SIX
Yun stared at the blank piece of parchment, but he didn't see it. Instead, he saw the pale faces of the girls shut in that horse enclosure, blank and awaiting their fate. Or the corpses of their dead men, who died fighting to save them. Died, and failed.
Farmers. Peasants. Not fighters.
Their daughters and wives. Dead now, like their menfolk, he had no doubt.
He rose from his stool and paced the room.
He wished he'd never gone to war. Never killed, never seen the aftermath. Never seen the monsters his brothers became. But it was too late for wishes now. Wishes could not bring back the dead whose vengeful spirits would haunt him until the day he died, and maybe afterwards in hell, too.
How could he glorify the s*******r he'd seen?

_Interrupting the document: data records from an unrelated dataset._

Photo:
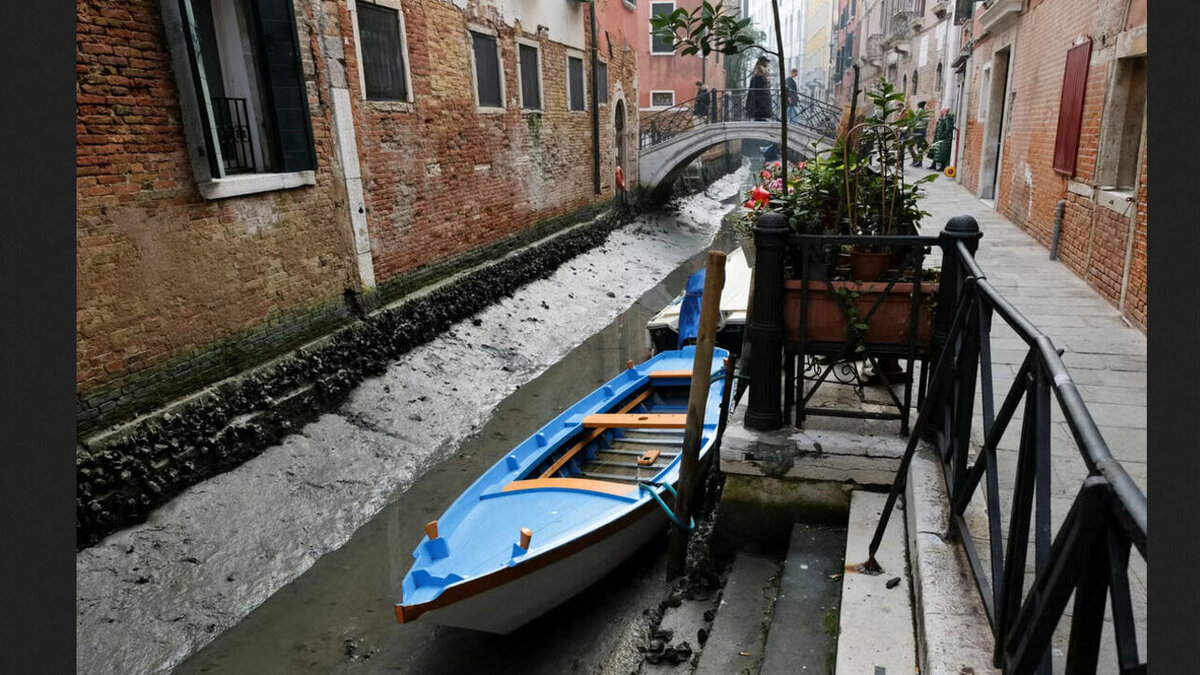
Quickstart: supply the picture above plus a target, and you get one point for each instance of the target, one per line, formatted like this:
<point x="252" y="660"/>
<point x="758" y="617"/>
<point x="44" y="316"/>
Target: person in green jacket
<point x="943" y="137"/>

Yun didn't have words to describe it, and the pictures in his head would not let him rest.
He plunged the brush into the ink and yanked it out again, splattering the table with black spots. Dried blood, he thought, as he swiped the brush across the page. Dead faces with eyes that stared, dead eyes in living faces, and still he heard their screams. He drew their essence on the paper in stark black lines until there was no pristine paper to soil with the people of his nightmares.
And still it was not enough.
Yun sank to the floor, cradling his head in his hands.

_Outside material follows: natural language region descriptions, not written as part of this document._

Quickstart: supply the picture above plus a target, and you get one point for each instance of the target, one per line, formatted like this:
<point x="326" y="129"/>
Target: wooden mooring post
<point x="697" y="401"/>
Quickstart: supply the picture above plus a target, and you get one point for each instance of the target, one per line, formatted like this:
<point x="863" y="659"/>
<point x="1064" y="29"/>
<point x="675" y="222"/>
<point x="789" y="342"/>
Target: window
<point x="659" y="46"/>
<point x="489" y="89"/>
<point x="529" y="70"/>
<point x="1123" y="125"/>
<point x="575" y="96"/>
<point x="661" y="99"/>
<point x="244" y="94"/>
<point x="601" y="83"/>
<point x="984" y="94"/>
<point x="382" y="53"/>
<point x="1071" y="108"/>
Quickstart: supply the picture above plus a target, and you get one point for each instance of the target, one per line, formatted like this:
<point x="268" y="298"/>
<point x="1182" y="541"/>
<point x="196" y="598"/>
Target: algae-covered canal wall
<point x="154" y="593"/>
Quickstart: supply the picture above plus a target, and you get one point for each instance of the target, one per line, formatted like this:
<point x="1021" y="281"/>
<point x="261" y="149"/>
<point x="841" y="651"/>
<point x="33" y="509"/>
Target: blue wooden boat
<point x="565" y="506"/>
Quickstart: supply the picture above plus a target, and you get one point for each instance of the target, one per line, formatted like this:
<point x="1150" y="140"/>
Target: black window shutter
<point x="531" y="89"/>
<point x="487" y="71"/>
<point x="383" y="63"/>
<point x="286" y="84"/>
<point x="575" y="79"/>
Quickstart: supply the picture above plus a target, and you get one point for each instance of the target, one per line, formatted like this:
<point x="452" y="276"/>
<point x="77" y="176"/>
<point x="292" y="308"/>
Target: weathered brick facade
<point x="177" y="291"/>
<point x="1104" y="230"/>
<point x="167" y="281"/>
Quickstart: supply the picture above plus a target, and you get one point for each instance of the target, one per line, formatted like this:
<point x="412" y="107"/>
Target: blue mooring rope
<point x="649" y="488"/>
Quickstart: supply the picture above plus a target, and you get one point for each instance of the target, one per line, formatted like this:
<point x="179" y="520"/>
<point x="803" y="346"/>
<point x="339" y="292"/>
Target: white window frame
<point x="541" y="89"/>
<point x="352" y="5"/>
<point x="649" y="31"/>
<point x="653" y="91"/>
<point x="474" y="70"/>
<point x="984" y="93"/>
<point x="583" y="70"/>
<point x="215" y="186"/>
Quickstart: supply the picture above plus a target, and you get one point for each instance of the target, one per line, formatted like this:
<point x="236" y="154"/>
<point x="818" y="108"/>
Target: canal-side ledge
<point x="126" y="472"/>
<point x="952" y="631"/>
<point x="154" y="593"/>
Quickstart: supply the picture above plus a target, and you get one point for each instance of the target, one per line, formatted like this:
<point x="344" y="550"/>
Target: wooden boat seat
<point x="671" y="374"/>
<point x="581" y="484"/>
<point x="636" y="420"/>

He was a fool, like his father said. A fool to have gone to war, a fool to have come home again.
For one heartsick moment, he wished he was more like his brothers. Capable of revelling in the suffering of others, taking pleasure in causing it.
Then sanity returned.
Yun grabbed the sheets littering the table, crumpling them into a ball against his chest. He pitched the papers into the fire, watching the flames flare up and consume his creations. If only the fire could consume his visions as well. He would welcome hell after death if it could make him forget.